Adding uncertainty phrasing to large language model responses can help users better gauge accuracy

As AI tools like ChatGPT become more mainstream in day-to-day tasks and decision-making processes, the ability to trust and decipher errors in their responses is critical. A new study by cognitive and computer scientists at the University of California, Irvine finds people generally overestimate the accuracy of large language model (LLM) outputs. But with some tweaks, says lead author Mark Steyvers, cognitive sciences professor and department chair, these tools can be trained to provide explanations that enable users to gauge uncertainty and better distinguish fact from fiction.

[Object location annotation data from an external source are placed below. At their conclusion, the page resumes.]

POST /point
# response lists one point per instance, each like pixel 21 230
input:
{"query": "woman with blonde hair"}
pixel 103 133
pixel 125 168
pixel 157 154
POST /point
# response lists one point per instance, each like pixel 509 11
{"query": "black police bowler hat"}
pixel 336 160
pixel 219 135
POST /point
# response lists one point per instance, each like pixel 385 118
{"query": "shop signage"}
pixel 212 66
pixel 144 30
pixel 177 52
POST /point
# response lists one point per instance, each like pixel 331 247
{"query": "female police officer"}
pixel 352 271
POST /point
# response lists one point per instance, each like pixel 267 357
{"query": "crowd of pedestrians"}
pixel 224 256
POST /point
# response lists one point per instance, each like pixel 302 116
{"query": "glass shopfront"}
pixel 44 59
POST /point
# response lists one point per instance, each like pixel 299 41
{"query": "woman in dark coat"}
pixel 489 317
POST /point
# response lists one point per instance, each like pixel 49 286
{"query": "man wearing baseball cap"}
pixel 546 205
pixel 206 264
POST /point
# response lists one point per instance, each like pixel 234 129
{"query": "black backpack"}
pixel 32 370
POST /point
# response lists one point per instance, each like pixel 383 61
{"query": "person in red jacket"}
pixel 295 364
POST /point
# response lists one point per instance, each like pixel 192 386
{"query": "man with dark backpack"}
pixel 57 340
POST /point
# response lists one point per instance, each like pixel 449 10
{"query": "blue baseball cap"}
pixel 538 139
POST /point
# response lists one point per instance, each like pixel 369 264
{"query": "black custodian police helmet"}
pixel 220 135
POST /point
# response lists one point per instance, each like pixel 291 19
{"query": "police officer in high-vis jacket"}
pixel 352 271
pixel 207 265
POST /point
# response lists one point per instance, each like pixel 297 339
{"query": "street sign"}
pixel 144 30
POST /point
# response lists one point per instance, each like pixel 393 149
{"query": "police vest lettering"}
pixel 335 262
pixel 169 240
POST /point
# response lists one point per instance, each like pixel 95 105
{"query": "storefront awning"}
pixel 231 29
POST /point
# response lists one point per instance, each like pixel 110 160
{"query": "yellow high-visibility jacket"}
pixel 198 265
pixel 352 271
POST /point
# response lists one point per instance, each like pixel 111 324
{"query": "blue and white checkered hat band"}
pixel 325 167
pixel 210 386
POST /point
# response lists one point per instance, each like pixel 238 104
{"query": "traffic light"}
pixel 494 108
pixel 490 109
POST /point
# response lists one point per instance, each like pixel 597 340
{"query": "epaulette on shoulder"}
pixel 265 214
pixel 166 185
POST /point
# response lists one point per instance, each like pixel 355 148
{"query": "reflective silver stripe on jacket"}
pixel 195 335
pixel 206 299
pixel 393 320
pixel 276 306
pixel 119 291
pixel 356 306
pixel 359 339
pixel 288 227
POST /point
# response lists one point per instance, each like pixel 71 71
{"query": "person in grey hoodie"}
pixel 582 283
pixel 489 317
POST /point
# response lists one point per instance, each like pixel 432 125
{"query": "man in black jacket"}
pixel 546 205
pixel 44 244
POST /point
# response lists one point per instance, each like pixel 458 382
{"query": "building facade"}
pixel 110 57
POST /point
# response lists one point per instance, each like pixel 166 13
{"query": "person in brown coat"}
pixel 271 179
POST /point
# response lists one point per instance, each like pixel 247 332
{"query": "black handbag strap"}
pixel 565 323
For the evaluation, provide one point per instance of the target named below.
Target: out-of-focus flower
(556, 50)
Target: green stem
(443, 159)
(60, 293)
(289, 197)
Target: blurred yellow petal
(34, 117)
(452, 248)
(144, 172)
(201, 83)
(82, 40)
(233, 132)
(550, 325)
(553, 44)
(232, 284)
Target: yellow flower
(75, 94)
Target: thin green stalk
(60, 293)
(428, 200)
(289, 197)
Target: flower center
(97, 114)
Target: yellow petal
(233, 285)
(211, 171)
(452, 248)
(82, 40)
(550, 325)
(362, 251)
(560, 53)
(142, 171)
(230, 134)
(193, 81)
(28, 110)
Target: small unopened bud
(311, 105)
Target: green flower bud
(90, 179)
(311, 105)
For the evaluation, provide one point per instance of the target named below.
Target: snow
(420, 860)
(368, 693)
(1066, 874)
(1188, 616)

“There’s a disconnect between what LLMs know and what people think they know,” says Steyvers. “We call this the calibration gap. At the same time, there’s also a discrimination gap – how well humans and models can distinguish between correct and incorrect answers. Our study looks at how we can narrow these gaps.”

Findings, published online in Nature Machine Intelligence, are some of the first to explore how LLMs communicate uncertainty. The research team included cognitive sciences graduate students Heliodoro Tejeda, Xinyue Hu and Lukas Mayer; Aakriti Kumar, ’24 Ph.D.; and Sheer Karny, junior specialist. They were joined by Catarina Belem, graduate student, and Padhraic Smyth, Distinguished Professor and director of the Data Science Initiative from computer science.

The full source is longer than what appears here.